It’s reported that only one existing technology that can be tapped to display images large enough for arena use and are viewable even in direct sunlight: the LED.
Building humongous panels is very difficult. Today, to go larger than that, special production equipment would have to be developed. Projection technology might seem like a solution, but it's not. Indoors, front-projection is feasible. But in big, enclosed arenas such as those at the Beijing Olympics, the presence of competing light sources tends to dull the projected images. Naturally, things get even worse for a front projector in an outdoor stadium.
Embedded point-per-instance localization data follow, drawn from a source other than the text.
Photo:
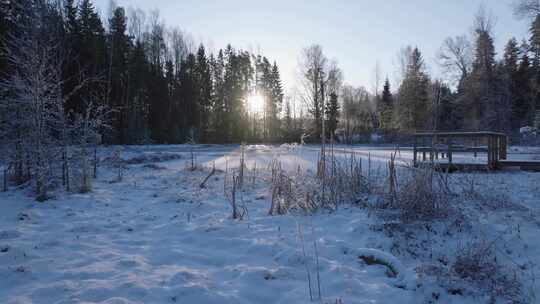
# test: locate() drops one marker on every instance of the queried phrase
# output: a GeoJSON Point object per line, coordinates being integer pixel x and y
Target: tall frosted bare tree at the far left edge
{"type": "Point", "coordinates": [34, 106]}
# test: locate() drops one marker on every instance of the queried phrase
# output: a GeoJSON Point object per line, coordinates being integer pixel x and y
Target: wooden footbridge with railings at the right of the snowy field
{"type": "Point", "coordinates": [452, 151]}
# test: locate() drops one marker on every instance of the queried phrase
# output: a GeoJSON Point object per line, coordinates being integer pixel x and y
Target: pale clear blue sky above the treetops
{"type": "Point", "coordinates": [357, 33]}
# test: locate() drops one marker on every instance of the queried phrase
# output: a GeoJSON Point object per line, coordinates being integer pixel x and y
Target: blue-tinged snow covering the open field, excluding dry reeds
{"type": "Point", "coordinates": [156, 236]}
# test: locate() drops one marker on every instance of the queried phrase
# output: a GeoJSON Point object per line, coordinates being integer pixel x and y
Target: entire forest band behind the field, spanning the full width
{"type": "Point", "coordinates": [154, 84]}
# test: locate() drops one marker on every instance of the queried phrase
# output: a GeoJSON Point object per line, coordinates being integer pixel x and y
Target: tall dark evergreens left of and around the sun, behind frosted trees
{"type": "Point", "coordinates": [161, 89]}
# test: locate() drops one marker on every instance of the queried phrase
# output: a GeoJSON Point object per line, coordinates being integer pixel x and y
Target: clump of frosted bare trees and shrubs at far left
{"type": "Point", "coordinates": [40, 136]}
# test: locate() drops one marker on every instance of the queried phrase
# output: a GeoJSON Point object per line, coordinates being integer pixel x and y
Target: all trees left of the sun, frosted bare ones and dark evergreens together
{"type": "Point", "coordinates": [67, 84]}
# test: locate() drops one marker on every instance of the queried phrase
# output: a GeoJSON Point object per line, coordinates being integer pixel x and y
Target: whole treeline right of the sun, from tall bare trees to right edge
{"type": "Point", "coordinates": [480, 92]}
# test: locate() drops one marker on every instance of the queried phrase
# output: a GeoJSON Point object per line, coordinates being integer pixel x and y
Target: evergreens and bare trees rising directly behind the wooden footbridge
{"type": "Point", "coordinates": [490, 93]}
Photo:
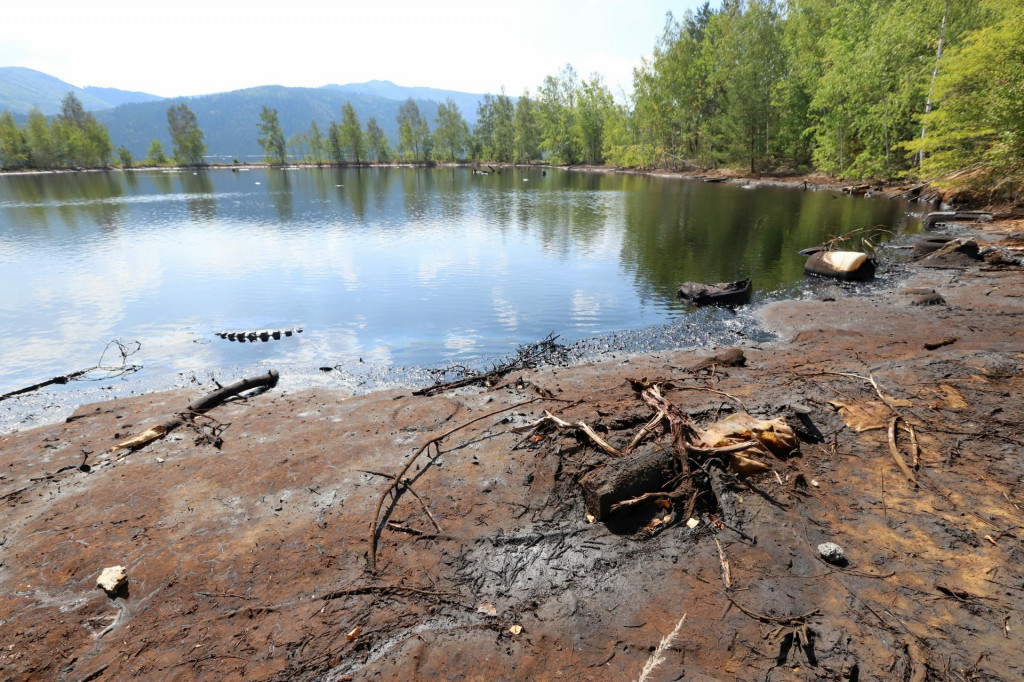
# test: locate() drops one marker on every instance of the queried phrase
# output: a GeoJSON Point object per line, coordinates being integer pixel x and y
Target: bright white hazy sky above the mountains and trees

Matsushita Electric Industrial Co. is installing its LED Astrovision technology in China. The Japanese consumer electronics giant will supply the Beijing Games with 25 LED Astrovision video display screens, delivering a total of almost 4,000ft².
it's easy to increase the brightness is one advantage of the LED, a self-emitting diode, is that. Astrovision's luminance is as high as 5,000cd/m²; the brightest PDP can offer only 1,600cd/m². And the Astrovision panels are not flat, so slanting sunlight is deflected to the ground and away from the audience. A display installed in an arena must be able to deliver excellent images to the audience regardless of where they sit. Here too, LED displays have advantages.
An Astrovision screen consists of as many as 1,728 LED units, snapped into a metal latticework frame. Each unit contains a layer of LEDs in a grid of red, blue and green diodes placed at 8mm intervals. When the screen is viewed from a distance of 3m, three primary-color diodes, driven together, blend to form what appears to be a full-color pixel, reproducing realistic images in vivid hues. Because each LED unit operates at 1.6kHz, it offers a very fast response time.